Number of itersection points between two monotonously decreasing functions Let $f(x)$ and $g(x)$ be two different functions, where:


*

*$f(x)$ is infinitely differentiable for every $x$

*$g(x)$ is infinitely differentiable for every $x$

*$f'(x)$ is negative for every $x$ (i.e., $f(x)$ is monotonously decreasing)

*$g'(x)$ is negative for every $x$ (i.e., $g(x)$ is monotonously decreasing)


I am suspecting that the possible number of intersection points for any such pair of functions is:


*

*$0$

*$1$

*$2$

*$\infty$ (if the functions "merge" at some point; not even sure if that's possible)


How can we prove or refute this?
I emphasized infinitely differentiable in order to avoid function definitions such as:
$
 f(x)=
 \begin{cases}
  \dots & \text{$ x \leq K$}\\
  \dots & \text{$ x \geq K$}\\
 \end{cases}
$
Thanks
 A: The property you are looking for isn't going to work as stated. By choosing a suitable value of $c$ near $-2$, the functions $f(x)=\sin x-2x$ and $g(x)=cx$ can be made to intersect $n$ times for any integer $n$, or $\infty$ times for $c=2$, even though they both have strictly negative derivatives.
Even if you demand that all derivatives are negative, you still can't limit the number of intersection points. Consider the function $h(x)=p(2^x)=\sum_{k=0}^na_k2^{kx}$, where $p(t)$ is a polynomial. There is a unique polynomial of degree $n$ passing through any $n+1$ points; choose $p(t)$ such that $p(0)=1$ and $p(2^x)=0$ for $x\in\{1,2,\dots,n\}$. Then $h(x)$ is a linear combination of exponentials that has roots at $\{1,2,\dots,n\}$. Now let $f(x)$ be the sum of all positive terms and $g(x)$ be the sum of all negative terms in $h(x)$. Then $f(x)+g(x)=h(x)$, and $f(x)$ has entirely positive derivatives, and $g(x)$ has entirely negative derivatives. (Note that neither $f(x)$ or $g(x)$ is zero, because $h$ has a root and $f,g$ don't.) Thus $-f$ and $g$ are functions with all negative derivatives, crossing at $\{1,2,\dots,n\}$.
As an example for $n=4$:
$$f(x)=1+\frac{35}{32}2^{2x}+\frac1{64}2^{4x};\qquad g(x)=-\frac{15}82^x-\frac{15}{64}2^{3x}$$
A challenge to readers: can you generalize this construction to a countably infinite number of intersection points?

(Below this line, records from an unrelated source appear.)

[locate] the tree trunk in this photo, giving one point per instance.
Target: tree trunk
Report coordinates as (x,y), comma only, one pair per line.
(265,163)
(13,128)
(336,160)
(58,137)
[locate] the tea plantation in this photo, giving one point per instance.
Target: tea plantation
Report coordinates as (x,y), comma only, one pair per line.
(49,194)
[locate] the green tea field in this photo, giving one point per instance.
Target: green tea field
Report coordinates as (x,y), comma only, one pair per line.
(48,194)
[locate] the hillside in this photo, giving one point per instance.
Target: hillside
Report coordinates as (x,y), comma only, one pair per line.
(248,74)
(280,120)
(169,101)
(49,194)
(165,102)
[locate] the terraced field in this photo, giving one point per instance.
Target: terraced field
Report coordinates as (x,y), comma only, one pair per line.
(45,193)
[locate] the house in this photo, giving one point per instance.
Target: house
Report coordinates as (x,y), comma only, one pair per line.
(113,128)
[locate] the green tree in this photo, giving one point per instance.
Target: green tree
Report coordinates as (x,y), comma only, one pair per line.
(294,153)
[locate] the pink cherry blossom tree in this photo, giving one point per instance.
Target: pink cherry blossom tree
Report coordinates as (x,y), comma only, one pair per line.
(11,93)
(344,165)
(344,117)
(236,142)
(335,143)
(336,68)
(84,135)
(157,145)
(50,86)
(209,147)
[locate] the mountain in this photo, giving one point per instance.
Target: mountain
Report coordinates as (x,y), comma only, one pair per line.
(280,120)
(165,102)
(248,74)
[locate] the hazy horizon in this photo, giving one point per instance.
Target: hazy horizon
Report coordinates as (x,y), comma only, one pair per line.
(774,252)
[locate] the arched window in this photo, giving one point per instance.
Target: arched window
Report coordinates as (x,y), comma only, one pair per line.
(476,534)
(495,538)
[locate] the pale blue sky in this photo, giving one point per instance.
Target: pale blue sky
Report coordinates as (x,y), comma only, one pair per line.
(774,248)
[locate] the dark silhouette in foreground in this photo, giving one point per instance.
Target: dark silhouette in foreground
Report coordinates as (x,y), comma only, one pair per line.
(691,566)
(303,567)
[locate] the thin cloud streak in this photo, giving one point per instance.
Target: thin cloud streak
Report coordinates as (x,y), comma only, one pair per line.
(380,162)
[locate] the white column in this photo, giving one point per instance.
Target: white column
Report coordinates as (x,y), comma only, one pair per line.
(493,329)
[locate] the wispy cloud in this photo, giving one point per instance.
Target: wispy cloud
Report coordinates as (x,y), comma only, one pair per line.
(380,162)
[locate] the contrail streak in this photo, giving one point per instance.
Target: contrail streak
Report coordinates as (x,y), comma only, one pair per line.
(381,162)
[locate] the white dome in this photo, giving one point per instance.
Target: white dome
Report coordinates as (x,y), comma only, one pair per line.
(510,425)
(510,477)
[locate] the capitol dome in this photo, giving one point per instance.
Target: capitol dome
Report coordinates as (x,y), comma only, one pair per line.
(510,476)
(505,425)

But your original idea is not too far off the mark; there is a property of the sort you are looking for, namely convexity. A function with a positive second derivative is convex, and convex functions can intersect a line at most twice. (If you allow the derivative to be zero, it may coincide with the line on an interval, hence your "$\infty$ intersections" case.) Thus, a revised theorem statement:

If $f(x)$ and $g(x)$ are twice-differentiable functions such that $f''(x)<g''(x)$ for all $x$, then $f$ intersects $g$ at most twice.

A: Let $g(x) = -x^3 - x$ and let $f(x) = -2x$. Both have a negative first derivative, but they intersect at three points.
Edit: to follow up on Mario Carneiro's comment below: try to convince yourself that for any $n \in \mathbb N$ there exists a smooth function $h_n : \mathbb R \to \mathbb R$ such that 1) $h_n'(x) \le 1$ for all $x$, and 2) $h_n$ has exactly $n$ zeroes. Then $f(x) = -2x$ and $g(x) = -2x + h_n(x)$ both have derivatives less than or equal to $-1$ but intersect at $n$ points.